Breaking News This Morning ...
Well, That Was Abrupt. The day after a generally positive earnings report (more on that below) CEO Vikram Pandit says he's "concluded that now is the right time for someone else to take the helm at Citigroup." That someone else is long-time company veteran Michael Corbat, who most recently oversaw the Europe, Middle East and Africa business and before that Citi Holdings, the company's garage sale of noncore assets. President and COO John Havens also resigned. Press release here.
Receiving Wide Coverage ...
Charge Citi: One-time charges "swamped" lots of positive indicators in Citigroup's third-quarter results, according to the Journal. Not only did the securities and mortgage businesses do well, but the bank's net interest margin expanded, bucking the trend among megabanks.
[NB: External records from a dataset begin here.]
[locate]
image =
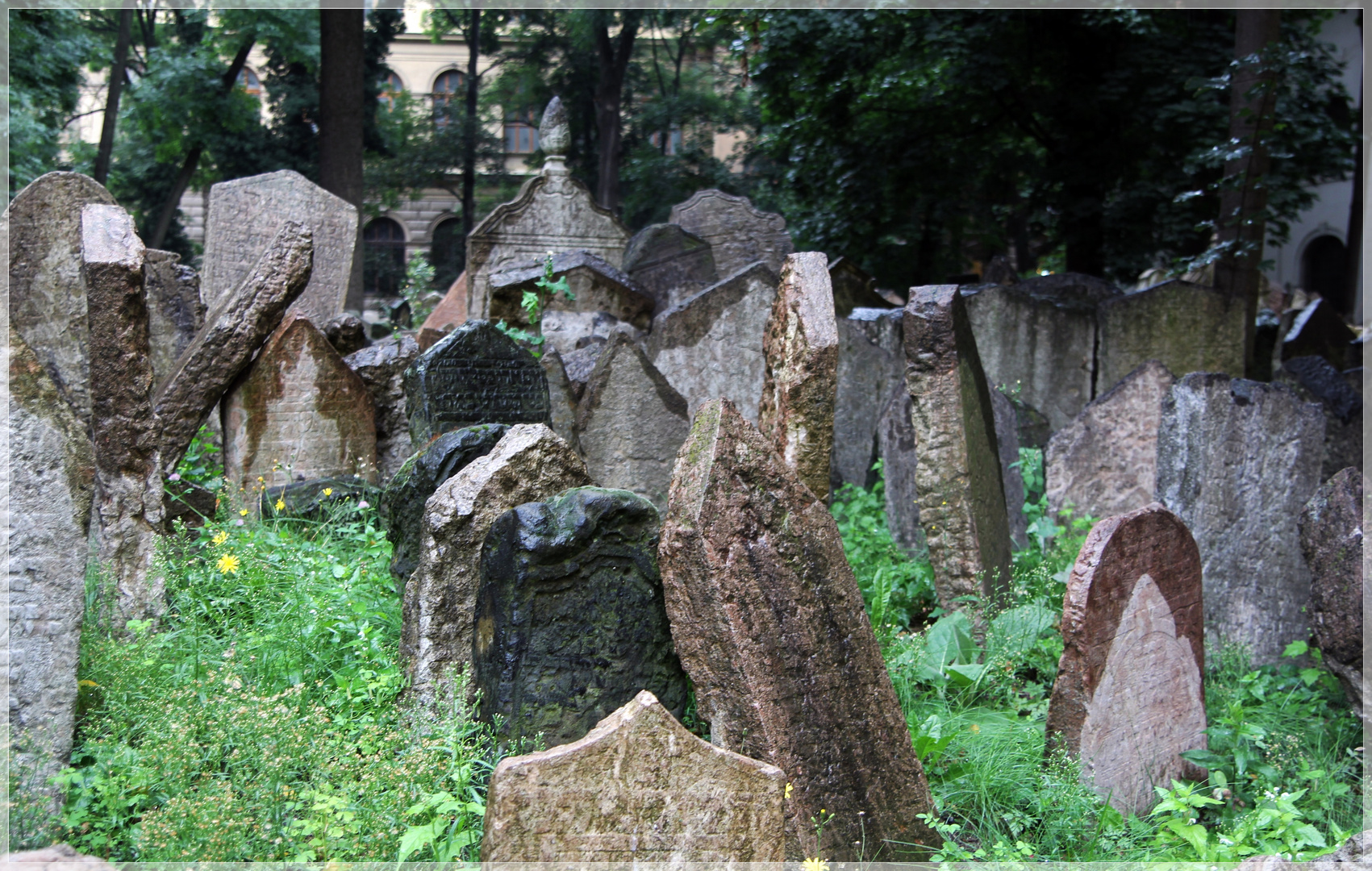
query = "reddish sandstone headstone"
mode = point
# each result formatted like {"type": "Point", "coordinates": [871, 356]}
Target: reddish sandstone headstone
{"type": "Point", "coordinates": [1129, 694]}
{"type": "Point", "coordinates": [770, 626]}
Despite such core strength, items like a multibillion-dollar loss on Citi's ongoing sale of its stake in the Smith Barney joint venture to partner Morgan Stanley, not to mention the usual dreaded debt valuation adjustment, meant headlines like this one in the Times: "Citigroup Earnings Plummeted in Third Quarter on Write-Down." And in contrast to the bullish remarks on housing made by JPMorgan and Wells Fargo last week, Citi is still nervous about the sector, and so "has yet to undertake significant release of reserves related to mortgages," according to the Journal's "Heard on the Street" column. Interestingly, while the Times characterized the results as a vindication of CEO (or rather then-CEO) Vikram Pandit's global strategy, pointing to lending gains in Latin America, the Journal played up "signs of weakness from Citigroup's international business" in Asia, where the bank has been hit with regulatory issues and slowing growth.
(State) Street Fight: The FT has a pair of stories about shareholder discontent at State Street. One focuses on the sources of investors' frustration (a stagnant stock price, costs that have grown faster than revenues), the other on what they're doing about it: Agitating for the board to replace CEO Joseph Hooley or CFO Edward Resch.
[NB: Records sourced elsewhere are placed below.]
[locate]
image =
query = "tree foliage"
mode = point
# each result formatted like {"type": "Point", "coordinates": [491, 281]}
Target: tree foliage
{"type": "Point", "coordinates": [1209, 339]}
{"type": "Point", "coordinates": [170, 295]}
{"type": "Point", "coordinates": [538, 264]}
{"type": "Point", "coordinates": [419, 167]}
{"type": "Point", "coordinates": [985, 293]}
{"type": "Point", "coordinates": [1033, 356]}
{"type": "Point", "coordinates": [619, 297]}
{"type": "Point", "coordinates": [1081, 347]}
Fed Watch, New York Edition: The New York Fed turned over to a House investigations subcommittee thousands of pages of documents detailing its response to alleged Libor-rigging by banks. You can read about it in the Journal and the Times. More interestingly to us, the FT reports that New York Fed President William Dudley says he's concerned that consolidation in the mortgage business is undermining monetary policy. The Fed's worked hard to indirectly lower mortgage rates by buying up mortgage-backed securities, but the drop in yields on those instruments has not fully been passed on to the consumer. As we've put it before, if X+Y=Z, and you lower X, it doesn't guarantee an equal reduction of Z. Dudley blames Y's misbehavior on the lack of competition in a highly concentrated origination market. He's hardly the first to draw that conclusion, but it's noteworthy that he said it.
Wall Street Journal
Trial balloon alert: The CFPB is considering what appears to be a compromise in the debate over the legal protections lenders should get if their product meets the "Qualified Mortgage" definition. Most QMs would get the full-fledged "safe harbor" from consumer challenges to foreclosures under this plan. But those carrying rates 1.5 points above the national average would have only the reputedly weaker defense of a "rebuttable presumption" that the lender vetted the borrower's ability to repay, with the onus on plaintiffs to prove otherwise.
Columnist Francesco Guerrera looks at the difficulty banks face achieving adequate returns on equity — "adequate" defined as 12% or above, on the assumption that their capital costs 8% to 12%.
New York Times
Fed Gov. Daniel Tarullo's idea to cap the size of large banks might find fans among Republicans who have been critical of Dodd-Frank's complexity, along with the usual break-'em-up advocates.
Columnist Andrew Ross Sorkin argues for the "no good deed goes unpunished" interpretation of regulatory actions against big banks for the alleged misdeeds of firms they rescued during the crisis: "Nowadays, Wall Street Saviors May Wish They Weren't."
The Blackberry "has become a magnet for mockery and derision from those with iPhones and the latest Android phones." Oh c'mon, don't rub it in.